Third Sunday after Epiphany
Isaiah 9.1-4; Psalm 27.1, 4-9; 1 Corinthians 1.10-18; Matthew 4.12-23
Church of Scotland, Geneva, Auditoire de Calvin, January 26 2020
“What does the LORD require of you,” asks the prophet Micah, “but to do justice, and to love kindness, and to walk humbly with your God?”
And here comes Jesus, asking us to walk humbly with him – an early hint in Matthew’s Gospel of who this strange and charismatic preacher from Nazareth really is.
“Follow me,” he says to Simon and Andrew, to James and John. What he says to them, he says to us.
Matthew tells us that straightaway these four Galilean fishermen did that. The fourth Gospel suggests that it was a little more complex. And if we look into the mirror, we can scarcely deny that our own relationship to God and with Jesus is, as they say, complicated.
Why does Jesus ask these four fishermen to follow him? It’s not for their own sake alone. It’s because the kingdom of God is breaking into our world, and we and they are called to be part of that.

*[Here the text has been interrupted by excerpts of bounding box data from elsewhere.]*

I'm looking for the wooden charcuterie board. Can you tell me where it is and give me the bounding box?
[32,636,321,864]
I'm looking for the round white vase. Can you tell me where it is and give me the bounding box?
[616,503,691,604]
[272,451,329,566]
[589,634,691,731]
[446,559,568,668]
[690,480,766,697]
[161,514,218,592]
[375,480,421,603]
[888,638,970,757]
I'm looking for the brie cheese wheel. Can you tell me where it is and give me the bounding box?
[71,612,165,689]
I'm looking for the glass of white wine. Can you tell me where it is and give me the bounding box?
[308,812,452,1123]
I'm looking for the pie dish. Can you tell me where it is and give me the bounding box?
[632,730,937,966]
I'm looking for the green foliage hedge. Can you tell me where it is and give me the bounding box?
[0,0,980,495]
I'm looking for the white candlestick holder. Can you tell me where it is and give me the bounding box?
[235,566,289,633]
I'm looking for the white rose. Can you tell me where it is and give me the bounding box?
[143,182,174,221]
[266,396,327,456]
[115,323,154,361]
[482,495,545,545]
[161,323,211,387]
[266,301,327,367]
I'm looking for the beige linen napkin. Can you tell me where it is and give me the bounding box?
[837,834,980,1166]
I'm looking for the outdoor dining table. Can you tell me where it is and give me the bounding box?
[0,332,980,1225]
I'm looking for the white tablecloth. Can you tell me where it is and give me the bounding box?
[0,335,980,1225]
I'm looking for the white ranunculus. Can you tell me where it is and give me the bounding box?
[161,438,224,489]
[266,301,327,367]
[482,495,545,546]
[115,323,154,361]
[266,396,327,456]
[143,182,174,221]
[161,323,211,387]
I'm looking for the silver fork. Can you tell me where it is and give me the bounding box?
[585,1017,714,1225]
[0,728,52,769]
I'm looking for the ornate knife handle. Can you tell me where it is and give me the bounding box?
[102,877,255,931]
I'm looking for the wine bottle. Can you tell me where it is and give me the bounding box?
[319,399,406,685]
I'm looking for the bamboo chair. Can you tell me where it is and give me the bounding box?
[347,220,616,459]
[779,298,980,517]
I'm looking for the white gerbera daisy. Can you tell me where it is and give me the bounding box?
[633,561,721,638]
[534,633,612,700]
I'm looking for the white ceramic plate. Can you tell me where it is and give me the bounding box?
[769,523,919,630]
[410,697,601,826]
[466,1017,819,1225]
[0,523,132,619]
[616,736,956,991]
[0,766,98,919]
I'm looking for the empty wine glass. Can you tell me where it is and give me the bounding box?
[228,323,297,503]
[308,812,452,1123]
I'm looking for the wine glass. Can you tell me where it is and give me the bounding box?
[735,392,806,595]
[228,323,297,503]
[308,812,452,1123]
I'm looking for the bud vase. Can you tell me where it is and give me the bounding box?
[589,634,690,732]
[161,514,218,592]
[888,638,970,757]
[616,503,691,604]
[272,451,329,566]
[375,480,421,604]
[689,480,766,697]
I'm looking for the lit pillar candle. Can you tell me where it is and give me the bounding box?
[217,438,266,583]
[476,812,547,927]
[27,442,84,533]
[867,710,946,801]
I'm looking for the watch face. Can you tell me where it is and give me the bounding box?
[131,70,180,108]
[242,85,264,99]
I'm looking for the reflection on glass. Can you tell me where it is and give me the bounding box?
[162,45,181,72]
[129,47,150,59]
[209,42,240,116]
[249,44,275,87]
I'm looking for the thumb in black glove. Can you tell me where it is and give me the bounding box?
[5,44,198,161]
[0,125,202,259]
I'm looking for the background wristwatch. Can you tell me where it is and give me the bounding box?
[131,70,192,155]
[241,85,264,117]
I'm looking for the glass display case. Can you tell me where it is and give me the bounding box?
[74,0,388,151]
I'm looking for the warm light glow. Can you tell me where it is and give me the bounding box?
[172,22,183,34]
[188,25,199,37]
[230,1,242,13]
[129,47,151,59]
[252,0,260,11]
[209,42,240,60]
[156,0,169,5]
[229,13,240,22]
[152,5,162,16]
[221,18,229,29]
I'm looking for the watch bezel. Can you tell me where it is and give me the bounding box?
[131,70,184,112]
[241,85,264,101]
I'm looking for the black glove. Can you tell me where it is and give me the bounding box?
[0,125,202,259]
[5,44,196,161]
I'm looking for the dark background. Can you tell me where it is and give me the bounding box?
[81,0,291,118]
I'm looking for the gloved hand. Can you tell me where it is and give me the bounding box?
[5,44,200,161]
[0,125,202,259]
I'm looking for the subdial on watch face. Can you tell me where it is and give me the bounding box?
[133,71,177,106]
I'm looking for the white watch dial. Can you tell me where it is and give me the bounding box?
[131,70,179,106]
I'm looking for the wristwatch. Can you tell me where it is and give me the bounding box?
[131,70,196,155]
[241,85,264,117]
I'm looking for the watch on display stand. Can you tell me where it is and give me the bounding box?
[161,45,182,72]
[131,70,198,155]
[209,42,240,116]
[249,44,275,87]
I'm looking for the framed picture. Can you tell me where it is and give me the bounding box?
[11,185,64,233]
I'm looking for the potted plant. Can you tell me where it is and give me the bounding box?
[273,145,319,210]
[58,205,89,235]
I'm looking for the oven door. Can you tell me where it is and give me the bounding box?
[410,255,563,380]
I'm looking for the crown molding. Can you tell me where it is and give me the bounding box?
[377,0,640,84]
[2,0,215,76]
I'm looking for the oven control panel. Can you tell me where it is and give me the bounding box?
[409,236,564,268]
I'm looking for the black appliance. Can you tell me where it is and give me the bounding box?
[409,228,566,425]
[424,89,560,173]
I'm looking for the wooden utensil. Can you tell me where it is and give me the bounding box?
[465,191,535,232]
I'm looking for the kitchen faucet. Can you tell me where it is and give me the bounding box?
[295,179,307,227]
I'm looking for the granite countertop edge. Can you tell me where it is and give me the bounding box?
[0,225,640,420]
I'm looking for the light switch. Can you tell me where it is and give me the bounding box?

Jesus calls them to change, to turn their lives around; but he tells them that the world is changing, that it is being turned upside down – or, more precisely, that an upside-down world is being turned right way up.
The kingdoms of this world are becoming the kingdom of God and his Messiah, and that changes everything. Not just you or me, important though this is, but the whole wide world.
If, then and now, it is not immediately apparent that our world is being transformed – and today that must seem like an understatement – that is, perhaps, because not enough of us are doing enough to transform it.
What does it mean to walk humbly with Jesus?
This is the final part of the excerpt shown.